“Showing familiar things from an alien viewpoint.”

There was a really interesting review in the New York Times a day or two ago of John Carey’s new biography of William Golding. Reading Lord of the Flies when I was 14 or so really knocked the pins out from under me. I was still a small-town boy, unsophisticated and parochial to a degree that would be hard to duplicate today, and this book forced me—bullied me, really—to think about circumstance, and about culture, habit, and fear, their presence and absence, and their effects on what we generally call morality. Heavy.
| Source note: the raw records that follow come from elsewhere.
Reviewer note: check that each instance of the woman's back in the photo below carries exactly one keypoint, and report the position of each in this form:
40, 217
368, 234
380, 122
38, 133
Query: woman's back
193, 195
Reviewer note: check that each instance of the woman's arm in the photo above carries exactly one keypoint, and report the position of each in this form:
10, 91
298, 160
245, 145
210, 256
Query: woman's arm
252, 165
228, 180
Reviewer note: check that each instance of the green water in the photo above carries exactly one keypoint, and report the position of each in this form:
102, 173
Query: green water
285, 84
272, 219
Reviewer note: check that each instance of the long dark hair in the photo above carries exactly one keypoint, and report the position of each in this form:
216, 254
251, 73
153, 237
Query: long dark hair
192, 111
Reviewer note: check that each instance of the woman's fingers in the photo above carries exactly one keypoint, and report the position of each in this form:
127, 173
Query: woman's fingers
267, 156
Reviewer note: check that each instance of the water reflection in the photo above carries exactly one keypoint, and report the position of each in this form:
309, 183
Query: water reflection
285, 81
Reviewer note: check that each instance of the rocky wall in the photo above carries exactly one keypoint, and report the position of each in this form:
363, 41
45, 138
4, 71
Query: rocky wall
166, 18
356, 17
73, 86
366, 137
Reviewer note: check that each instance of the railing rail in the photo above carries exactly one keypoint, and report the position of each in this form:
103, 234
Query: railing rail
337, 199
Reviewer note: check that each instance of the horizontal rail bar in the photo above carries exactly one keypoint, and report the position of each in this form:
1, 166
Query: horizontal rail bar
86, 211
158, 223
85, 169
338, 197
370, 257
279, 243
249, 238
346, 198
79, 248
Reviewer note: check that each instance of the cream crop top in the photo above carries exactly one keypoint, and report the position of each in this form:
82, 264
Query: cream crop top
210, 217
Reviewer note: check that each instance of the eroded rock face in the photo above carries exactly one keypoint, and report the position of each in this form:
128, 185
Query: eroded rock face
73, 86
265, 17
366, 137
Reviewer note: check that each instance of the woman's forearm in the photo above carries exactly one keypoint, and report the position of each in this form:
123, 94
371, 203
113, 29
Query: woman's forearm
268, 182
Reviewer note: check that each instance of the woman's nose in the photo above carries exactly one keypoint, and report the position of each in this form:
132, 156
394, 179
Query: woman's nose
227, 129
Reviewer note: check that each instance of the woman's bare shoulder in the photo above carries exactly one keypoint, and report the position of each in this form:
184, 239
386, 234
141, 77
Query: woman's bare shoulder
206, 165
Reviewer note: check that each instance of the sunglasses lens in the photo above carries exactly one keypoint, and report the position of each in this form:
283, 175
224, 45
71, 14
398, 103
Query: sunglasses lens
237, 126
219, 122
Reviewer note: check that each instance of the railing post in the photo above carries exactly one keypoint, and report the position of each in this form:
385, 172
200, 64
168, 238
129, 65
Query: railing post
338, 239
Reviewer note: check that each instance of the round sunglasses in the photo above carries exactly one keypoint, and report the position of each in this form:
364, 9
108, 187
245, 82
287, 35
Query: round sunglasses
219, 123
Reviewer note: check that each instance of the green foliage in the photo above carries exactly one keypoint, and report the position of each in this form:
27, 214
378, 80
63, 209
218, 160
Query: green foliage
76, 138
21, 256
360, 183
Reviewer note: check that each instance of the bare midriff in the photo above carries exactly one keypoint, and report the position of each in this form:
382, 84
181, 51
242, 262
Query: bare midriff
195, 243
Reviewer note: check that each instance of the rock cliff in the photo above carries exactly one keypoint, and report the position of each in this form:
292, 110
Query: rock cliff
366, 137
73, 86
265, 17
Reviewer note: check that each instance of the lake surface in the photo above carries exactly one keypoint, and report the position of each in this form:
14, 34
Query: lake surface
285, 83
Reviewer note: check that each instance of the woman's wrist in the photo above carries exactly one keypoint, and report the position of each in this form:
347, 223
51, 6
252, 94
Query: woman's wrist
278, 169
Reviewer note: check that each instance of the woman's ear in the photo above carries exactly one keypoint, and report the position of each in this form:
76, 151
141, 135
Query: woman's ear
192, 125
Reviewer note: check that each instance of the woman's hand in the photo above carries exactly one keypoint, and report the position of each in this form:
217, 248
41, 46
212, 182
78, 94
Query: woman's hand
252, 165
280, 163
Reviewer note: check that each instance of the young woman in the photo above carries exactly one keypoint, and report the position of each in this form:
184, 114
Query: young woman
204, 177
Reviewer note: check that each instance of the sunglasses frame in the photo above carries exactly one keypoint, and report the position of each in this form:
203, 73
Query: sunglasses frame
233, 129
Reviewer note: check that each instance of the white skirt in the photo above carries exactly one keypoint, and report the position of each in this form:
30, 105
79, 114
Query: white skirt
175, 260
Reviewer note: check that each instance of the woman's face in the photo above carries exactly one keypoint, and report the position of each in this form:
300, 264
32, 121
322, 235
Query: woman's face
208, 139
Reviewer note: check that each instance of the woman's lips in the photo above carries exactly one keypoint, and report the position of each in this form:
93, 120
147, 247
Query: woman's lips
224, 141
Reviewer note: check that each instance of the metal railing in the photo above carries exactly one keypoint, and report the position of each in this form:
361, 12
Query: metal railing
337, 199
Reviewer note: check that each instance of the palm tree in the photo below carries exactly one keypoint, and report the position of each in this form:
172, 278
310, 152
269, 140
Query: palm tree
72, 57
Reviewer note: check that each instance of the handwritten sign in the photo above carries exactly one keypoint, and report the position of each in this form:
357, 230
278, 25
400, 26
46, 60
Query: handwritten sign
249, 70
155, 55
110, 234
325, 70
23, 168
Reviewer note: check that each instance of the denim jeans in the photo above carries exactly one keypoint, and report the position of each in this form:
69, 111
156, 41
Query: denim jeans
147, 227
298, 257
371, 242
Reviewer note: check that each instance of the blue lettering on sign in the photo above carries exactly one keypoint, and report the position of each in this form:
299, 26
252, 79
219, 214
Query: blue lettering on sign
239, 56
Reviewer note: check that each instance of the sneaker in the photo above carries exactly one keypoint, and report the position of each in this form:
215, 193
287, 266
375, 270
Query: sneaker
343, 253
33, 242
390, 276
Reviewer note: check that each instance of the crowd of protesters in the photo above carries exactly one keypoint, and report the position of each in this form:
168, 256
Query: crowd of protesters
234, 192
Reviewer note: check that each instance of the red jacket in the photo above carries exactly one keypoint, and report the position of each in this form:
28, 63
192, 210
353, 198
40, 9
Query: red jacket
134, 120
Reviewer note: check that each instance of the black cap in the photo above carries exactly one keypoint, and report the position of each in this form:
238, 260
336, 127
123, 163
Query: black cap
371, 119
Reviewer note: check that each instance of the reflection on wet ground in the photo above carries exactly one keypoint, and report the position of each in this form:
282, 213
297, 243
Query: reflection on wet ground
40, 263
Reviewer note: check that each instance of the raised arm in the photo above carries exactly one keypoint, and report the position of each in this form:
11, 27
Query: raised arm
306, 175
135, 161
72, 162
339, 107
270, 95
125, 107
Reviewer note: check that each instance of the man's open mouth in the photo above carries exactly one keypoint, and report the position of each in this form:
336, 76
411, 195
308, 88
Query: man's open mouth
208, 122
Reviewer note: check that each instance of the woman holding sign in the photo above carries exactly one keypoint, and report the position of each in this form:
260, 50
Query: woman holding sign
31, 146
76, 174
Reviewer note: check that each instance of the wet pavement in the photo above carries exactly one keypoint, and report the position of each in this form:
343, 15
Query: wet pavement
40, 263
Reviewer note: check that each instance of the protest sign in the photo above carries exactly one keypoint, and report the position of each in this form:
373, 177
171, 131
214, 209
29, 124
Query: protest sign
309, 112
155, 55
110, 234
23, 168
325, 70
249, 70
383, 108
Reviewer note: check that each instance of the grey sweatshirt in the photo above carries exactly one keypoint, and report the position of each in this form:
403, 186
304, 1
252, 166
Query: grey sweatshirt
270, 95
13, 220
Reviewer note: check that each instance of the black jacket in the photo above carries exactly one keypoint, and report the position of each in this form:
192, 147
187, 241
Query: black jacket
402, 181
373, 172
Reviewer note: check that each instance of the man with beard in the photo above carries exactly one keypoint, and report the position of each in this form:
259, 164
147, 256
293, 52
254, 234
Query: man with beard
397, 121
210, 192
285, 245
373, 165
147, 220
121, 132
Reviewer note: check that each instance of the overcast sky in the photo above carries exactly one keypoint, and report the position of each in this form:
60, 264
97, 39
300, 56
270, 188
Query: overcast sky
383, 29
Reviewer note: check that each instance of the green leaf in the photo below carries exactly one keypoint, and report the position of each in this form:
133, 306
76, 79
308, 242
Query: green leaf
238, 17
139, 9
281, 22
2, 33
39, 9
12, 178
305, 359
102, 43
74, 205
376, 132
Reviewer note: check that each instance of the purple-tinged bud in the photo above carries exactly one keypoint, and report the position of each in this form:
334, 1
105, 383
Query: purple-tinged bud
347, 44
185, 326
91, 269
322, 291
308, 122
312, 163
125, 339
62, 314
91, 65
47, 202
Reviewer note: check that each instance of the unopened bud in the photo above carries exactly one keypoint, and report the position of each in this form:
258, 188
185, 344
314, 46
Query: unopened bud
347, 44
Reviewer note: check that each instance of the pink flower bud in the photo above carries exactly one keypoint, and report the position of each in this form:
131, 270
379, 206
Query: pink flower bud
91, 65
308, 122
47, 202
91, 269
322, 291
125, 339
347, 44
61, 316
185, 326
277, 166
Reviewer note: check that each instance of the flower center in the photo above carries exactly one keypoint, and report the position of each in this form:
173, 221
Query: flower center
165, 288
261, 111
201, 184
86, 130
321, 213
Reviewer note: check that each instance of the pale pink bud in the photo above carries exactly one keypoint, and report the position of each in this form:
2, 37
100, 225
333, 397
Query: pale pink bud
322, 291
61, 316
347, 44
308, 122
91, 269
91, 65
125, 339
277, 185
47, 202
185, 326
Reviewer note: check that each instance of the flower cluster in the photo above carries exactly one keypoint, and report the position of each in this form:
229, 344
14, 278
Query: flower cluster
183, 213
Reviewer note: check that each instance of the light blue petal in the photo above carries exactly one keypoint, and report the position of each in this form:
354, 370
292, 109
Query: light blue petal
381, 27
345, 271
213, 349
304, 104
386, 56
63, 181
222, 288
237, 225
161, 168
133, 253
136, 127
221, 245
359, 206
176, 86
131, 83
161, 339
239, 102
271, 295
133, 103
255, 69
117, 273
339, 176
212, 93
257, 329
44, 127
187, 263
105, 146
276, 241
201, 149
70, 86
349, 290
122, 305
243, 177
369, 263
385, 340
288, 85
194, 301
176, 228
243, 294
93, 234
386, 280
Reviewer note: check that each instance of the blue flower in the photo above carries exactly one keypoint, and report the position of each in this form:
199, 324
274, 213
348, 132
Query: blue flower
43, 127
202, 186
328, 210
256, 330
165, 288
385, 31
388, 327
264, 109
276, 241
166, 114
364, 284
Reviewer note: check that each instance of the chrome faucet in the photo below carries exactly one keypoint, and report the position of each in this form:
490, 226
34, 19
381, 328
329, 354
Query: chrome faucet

And I was utterly unprepared, intellectually and morally, for this particular wrestling match. (The fact that I read Jonathan Edwards’ Sinners in the Hands of an Angry God at about the same time didn’t help: God or no God, you’re screwed.)

The review calls Golding “a laureate of humiliation,” asserts that he was “in touch with his darkest impulses, especially his own sublimated bent toward cruelty,” and quotes him saying, “I have always understood the Nazis, because I am of that sort by nature.” In the circumstances, I suppose it was appropriate that Golding scared the hell out of me.

On the other hand, the review’s title is “Talent for Writing, and Falling Into Things,” it describes Golding as something of a lovable bumbler, and reviewer Dwight Garner says that Carey “portrays Golding, a man of constant sorrow, in a warm, fondly comic light.”

All I can say, before my circuits short out, is, This I gotta read.